Results. We use an analytic approach to model the light curve. The code
KSint, modified by adding the evolution of active regions, is
implemented into our Bayesian modelling package PASTIS. The code is
then applied to the light curve of CoRoT-2. The light curve is divided in segments to
reduce the number of free parameters needed by the fit. We perform a Markov chain Monte
Carlo analysis in two ways. In the first, we perform a global and independent modelling of
each segment of the light curve, transits are not normalized and are fitted together with
the activity features, and occulted features are taken into account during the transit
fit. In the second, we normalize the transits with a model of the non-occulted activity
features, and then we apply a standard transit fit, which does not take the occulted
features into account.
Conclusions. Our model recovers the activity features coverage of the
stellar surface and different rotation periods for different features.

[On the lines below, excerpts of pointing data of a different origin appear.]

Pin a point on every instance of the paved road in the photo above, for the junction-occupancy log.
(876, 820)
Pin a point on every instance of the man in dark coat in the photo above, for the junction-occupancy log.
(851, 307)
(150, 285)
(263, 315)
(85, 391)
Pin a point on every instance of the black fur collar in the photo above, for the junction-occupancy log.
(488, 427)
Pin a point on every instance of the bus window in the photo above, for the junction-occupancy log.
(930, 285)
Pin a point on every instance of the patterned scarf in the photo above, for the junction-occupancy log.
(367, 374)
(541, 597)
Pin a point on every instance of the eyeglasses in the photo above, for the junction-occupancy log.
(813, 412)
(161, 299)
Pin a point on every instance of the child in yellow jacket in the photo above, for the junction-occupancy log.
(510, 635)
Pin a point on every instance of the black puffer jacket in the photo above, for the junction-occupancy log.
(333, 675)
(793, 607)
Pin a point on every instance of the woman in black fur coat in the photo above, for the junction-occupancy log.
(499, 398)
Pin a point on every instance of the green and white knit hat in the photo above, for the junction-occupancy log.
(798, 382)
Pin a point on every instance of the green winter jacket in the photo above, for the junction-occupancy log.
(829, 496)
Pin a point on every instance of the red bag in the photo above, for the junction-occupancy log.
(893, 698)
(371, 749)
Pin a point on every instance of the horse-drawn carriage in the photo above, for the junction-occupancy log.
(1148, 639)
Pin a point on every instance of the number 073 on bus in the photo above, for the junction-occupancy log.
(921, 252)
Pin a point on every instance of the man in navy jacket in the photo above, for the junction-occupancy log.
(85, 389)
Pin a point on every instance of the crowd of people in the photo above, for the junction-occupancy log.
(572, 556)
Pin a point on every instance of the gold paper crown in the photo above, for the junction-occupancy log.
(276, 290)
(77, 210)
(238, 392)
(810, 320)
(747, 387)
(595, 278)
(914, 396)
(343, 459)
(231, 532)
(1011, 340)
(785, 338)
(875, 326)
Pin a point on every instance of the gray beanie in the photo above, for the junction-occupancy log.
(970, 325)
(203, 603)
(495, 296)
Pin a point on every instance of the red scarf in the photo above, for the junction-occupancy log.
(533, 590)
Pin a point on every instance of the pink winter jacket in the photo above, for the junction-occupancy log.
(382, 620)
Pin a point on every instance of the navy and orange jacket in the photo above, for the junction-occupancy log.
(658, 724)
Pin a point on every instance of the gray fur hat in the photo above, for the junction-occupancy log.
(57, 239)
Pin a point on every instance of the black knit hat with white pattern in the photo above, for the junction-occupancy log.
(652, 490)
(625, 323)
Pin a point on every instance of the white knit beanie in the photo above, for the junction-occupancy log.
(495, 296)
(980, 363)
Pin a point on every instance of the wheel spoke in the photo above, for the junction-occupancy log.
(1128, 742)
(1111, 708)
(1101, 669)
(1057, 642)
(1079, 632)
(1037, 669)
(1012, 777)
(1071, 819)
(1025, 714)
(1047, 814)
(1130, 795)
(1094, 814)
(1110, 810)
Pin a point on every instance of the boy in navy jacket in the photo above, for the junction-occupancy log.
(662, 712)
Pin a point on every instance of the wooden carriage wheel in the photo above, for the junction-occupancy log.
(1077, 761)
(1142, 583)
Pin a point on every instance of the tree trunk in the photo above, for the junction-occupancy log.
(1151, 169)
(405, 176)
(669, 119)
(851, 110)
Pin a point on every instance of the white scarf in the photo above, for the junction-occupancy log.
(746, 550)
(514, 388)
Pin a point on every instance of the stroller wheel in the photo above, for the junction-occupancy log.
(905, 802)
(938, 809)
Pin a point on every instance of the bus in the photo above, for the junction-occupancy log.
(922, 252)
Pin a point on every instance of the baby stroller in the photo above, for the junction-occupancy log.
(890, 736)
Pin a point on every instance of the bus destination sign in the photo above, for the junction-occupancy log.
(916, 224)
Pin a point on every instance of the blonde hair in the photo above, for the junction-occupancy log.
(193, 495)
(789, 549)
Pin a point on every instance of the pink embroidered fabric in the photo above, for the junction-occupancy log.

We find variations
in the transit parameters of different segments and show that they are likely due to the
division applied to the light curve. Neglecting stellar activity or even only bright spots
while normalizing the transits yields a ~
1.2σ larger and 2.3σ smaller transit depth,
respectively. The stellar density also presents up to 2.5σ differences depending
on the normalization technique. Our analysis confirms the inflated radius of the planet
(1.475 ±
0.031RJ) found by other authors. We show that bright spots
should be taken into account when fitting the transits. If a dominance of dark spots over
bright ones is assumed, and a fit on a lower envelope of the deepest transits is carried
out, overestimating the planet-to-star radius ratio of CoRoT-2 b by almost 3% is likely.